Tesco shopper Catherine Farrell, 55, from Herne Bay in Kent, said: ‘It’s a good thing to keep cashiers safe because they are on the front line. I spotted the tape when I went to the shop yesterday.
‘There is a line to keep the customers a metre away from the cashier and there are also lines for queuing customers to be a metre apart.
‘They’ve used thick yellow and black hazard tape that they’ve stuck to the floor. It’s just in the cashier area and the till area.
‘Supermarket staff don’t have masks or anything. Our Tesco Express has given them hand gel to use but really I think they should use blue gloves too because they are handling all the money which has been in peoples hands, pockets and everywhere.
‘They are doing an important job because if they are not at work, the shop can’t open for customers to get crucial supplies.
‘They are still on the front line the same as anybody else in care homes and in hospitals because they are serving people from 7am until 10pm. Without them, what would we do?
‘They need protecting too, but then we hear there are not even enough masks for NHS staff.’
Pharmacies supplying repeat prescriptions to poorly patients are also taking matters into their own hands and coming up with creative ways to help customers keep their distance.

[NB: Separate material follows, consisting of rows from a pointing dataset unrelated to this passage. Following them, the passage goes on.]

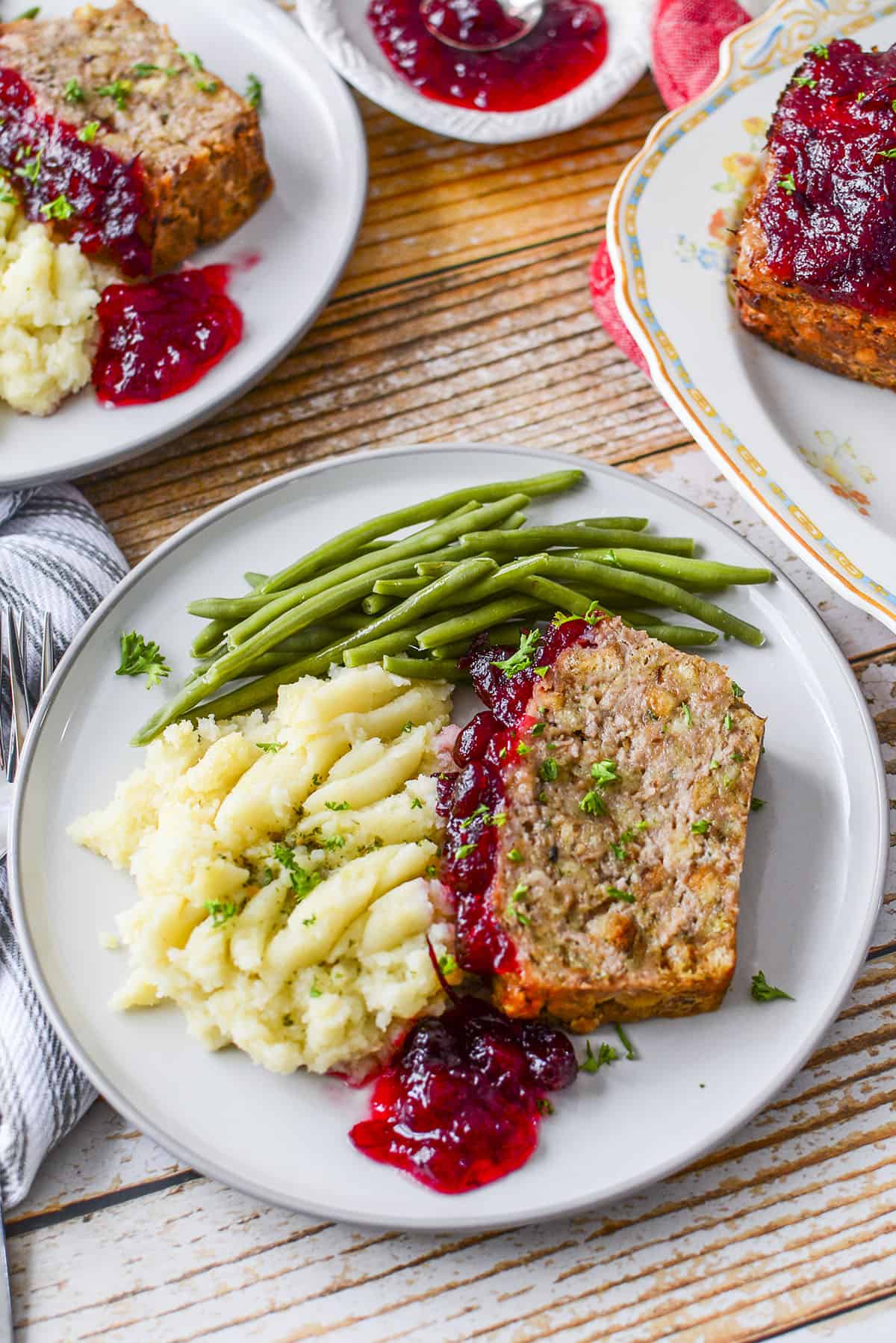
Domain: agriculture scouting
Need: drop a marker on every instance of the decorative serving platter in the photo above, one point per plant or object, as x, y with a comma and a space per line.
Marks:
340, 30
812, 887
285, 259
813, 453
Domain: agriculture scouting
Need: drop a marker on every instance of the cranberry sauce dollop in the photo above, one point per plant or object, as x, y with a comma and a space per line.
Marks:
460, 1105
159, 338
829, 215
472, 801
567, 45
94, 195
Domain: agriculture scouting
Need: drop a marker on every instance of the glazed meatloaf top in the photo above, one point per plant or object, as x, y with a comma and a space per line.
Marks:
620, 863
124, 141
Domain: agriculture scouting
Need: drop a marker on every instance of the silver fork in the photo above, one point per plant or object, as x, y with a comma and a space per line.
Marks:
13, 672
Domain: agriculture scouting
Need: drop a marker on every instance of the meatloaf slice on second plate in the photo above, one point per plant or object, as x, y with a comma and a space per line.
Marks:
124, 143
618, 865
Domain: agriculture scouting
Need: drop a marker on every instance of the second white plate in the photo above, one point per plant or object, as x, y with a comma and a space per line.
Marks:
810, 892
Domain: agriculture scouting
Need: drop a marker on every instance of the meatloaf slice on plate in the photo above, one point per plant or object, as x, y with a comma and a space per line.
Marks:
815, 266
618, 865
124, 143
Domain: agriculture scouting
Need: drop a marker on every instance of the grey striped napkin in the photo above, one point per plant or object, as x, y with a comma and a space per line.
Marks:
55, 555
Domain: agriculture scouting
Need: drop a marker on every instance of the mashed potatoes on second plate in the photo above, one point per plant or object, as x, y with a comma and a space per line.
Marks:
47, 316
287, 872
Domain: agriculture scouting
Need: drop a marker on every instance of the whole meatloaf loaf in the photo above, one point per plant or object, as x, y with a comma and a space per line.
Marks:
121, 141
815, 266
618, 865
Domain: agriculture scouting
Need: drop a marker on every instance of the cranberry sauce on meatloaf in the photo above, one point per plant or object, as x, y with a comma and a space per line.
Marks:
122, 143
615, 826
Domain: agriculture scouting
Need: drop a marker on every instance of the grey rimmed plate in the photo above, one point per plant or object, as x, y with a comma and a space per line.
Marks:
812, 885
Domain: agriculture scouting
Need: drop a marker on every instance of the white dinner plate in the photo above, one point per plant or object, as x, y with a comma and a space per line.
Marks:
812, 452
299, 241
810, 892
341, 31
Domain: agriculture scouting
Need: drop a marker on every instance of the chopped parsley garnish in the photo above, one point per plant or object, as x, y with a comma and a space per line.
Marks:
605, 771
593, 804
254, 94
766, 993
605, 1055
119, 90
626, 1043
220, 911
58, 208
139, 656
520, 660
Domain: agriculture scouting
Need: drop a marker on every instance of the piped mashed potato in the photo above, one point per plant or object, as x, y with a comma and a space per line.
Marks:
49, 328
287, 872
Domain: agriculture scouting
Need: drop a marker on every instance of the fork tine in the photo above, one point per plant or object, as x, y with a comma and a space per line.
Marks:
47, 656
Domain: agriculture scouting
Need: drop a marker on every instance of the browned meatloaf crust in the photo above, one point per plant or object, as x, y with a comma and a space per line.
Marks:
199, 143
668, 833
833, 336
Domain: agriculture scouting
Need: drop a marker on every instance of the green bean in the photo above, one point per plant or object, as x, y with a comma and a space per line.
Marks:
231, 665
465, 626
676, 568
348, 543
657, 592
366, 571
425, 669
574, 533
374, 604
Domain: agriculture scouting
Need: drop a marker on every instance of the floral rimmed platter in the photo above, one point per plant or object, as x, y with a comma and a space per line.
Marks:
813, 877
813, 453
341, 31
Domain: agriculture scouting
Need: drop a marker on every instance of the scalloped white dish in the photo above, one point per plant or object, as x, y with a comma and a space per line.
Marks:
340, 30
299, 241
810, 892
810, 452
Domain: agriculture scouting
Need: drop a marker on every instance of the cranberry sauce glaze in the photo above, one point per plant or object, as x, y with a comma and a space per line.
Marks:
159, 338
472, 799
567, 45
461, 1103
96, 196
829, 214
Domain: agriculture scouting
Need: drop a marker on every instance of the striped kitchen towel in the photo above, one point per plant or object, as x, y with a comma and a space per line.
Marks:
55, 555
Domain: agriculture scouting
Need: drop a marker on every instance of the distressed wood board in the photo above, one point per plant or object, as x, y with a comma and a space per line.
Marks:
465, 313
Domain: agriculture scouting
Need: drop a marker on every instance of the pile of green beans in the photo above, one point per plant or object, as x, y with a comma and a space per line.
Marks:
415, 602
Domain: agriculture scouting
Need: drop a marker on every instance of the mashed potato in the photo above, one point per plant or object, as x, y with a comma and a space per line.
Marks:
47, 316
285, 872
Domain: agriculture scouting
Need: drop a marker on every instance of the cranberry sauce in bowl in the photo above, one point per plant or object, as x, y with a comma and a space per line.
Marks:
564, 49
829, 212
159, 338
63, 178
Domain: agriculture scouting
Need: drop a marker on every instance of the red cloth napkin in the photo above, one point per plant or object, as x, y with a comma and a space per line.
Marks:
684, 57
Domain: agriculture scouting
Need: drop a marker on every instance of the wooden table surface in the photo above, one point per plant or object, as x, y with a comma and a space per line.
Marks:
464, 314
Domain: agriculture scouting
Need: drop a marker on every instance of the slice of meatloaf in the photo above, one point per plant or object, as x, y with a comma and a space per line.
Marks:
618, 866
122, 141
815, 252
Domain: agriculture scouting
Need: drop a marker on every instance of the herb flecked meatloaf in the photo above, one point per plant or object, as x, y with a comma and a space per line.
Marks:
625, 834
124, 143
815, 266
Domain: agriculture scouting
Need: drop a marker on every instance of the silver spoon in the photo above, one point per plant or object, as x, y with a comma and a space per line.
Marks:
526, 13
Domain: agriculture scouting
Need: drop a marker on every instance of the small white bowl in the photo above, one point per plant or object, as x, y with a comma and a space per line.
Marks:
340, 30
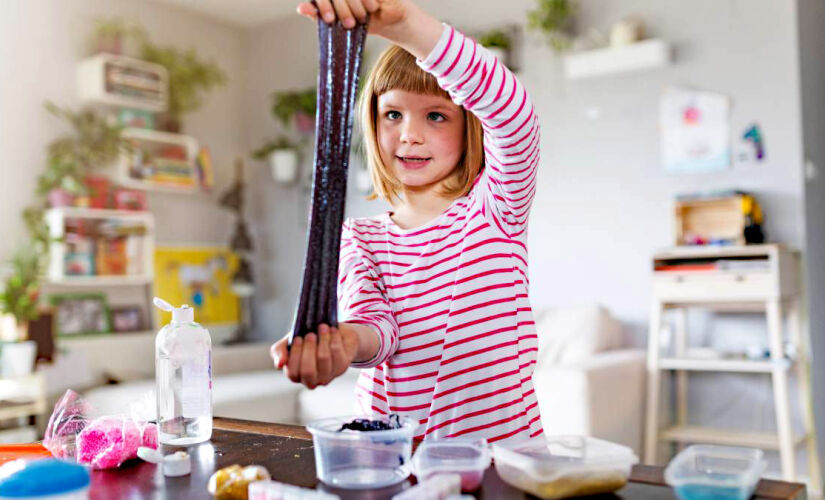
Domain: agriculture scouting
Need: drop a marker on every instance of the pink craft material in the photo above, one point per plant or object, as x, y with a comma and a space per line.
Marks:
109, 441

Penny Matthews, another shopper from Kent, said: ‘In our local chemist, they have made a barrier with the chairs and there is a sign to say ‘only two customers to the counter at one time.’
‘I am an at risk person, as I have Fibromyalgia and COPD, and I have to stand in a queue at the chemist with people who may already be ill with Coronavirus, to get my tablets.
‘I had to wait half an hour just to pick up an already made up prescription because everything is slowing down.’